Ocean waves, generated by the interplay of lunar and earth gravity, travel very long distances across open water. When a wave reaches land, having no more water in which to move forward, it breaks upon the shore. How many millennia have humans been observing this? A long time.

Standing in shallow water very near the shoreline, we would see the hapless bodysurfer waiting to experience the thrill of catching a wave and riding it the short distance until he and the wave are tossed onto the sandy beach. If you happened to be at Ka’anapali beach, Maui, Hawaii, yesterday, that adventurous bodysurfer would have been, perhaps, me, or one of the other hundreds of free-floating small-time adventurers.

The body surfer is not a real surfer, you know. He’s just a  clueless vacation visitor, not really serious about investigating the larger potentials of the great swells on the north shores of these far-flung islands. He doesn’t have the board. He just has his own body, which he has trained to float. In my case, I learned to float at YMCA summer day camp in Jackson, Mississippi, long about 1956 or so.

Consider one wave coming in–the one that I’m going to jump into in just a few seconds here. How does this little dance between the wave and the bodysurfer work?

When the wave is still out in deep water where there is nothing to alter its somewhat ideal sine, orcosine, or bell-jar shape, it is a force of energy moving through the water, rearranging the shape of the water surface as it moves forward. It is moving the water somewhat, mostly up and down, at any chosen point of the ocean surface. Within the force of the wave there is kinetic energy moving those millions of molecules of H²0. But the wave is not really moving as much water, or anything else, as it actually has the physical power to do. So within the wave there is, along with the kinetic energy that is in constant use, potential energy.

So every wave that travels across the Pacific, approaching the beach, is a combination of both kinetic energy and potential energy. When the kinetic force of it hits the beach, the potential energy is suddenly converted to strong kinetic action and the wave totally expends itself on the sand. All that physical force erupts upon the shore and upon whatever happens to be there, be it a surprised snoozing sunbather, a sand castle, or a bodysurfer like me. Over long periods of time, this wave action churns rocks down into fine sand, and this is how we get our beaches. It also steals sunglasses and plastic cups and rubber rafts and other stuff that we consumers drag to the strand with us.

What the bodysurfer seeks to do is partake of that thrilling moment within the wave when its potential energy is instantaneously being converted to kinetic force, and thereby producing for him/her a few seconds of very fine sporting excitement. This occurs when the wave’s natural shape is being violently altered by its contentious encounter with the sandy bottom. Entering shallow water, that potential energy has nowhere to put all those water molecules that were formerly being moved up and down in such a gentle, rolling manner. Suddenly there is no more “down” available to the wave, because where there was deep water before there is now something solid that does not yield to the wave’s force.  In this case, the “something solid” is the edge of the island, i.e. the shore.
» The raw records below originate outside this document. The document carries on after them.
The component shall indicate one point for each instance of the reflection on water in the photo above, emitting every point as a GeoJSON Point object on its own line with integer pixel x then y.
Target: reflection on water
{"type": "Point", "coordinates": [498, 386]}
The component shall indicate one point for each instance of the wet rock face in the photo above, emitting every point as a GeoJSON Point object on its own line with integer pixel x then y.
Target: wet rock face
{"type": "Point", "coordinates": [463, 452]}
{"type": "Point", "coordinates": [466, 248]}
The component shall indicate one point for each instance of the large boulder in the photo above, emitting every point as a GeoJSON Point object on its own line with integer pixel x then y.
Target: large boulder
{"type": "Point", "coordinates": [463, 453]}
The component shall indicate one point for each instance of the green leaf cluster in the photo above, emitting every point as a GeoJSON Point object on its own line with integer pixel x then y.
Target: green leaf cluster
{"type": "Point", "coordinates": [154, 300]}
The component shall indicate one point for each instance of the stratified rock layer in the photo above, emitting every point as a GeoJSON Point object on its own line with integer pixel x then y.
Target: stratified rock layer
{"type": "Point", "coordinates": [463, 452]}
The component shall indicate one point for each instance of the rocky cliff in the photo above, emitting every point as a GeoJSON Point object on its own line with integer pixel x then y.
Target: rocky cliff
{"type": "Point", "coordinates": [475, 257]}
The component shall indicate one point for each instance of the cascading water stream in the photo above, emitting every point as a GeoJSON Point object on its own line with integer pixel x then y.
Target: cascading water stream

So the rambunctious wave tosses all those water molecules up into the air, in a kind of tantrum. Like a spoiled child that has grown accustomed to having its way all the time, the wave shouts with much sound and fury that signifieth nothing, if I can’t have my wavy way here, I’m going to throw all this liquid in the air!  Waugh!  Now it’s splash and crash time.

So suddenly the formerly tame motion becomes an eruption of spray through the air, and foam upon the sand. That noble wave that hath traveled afar all the way from Japan or wherever–it just gives up the ghost and dies right there on the coast of Hawaii.

But not before this thrill-seeking tourist can get in on a little super-planetary wave action, ha! I love it.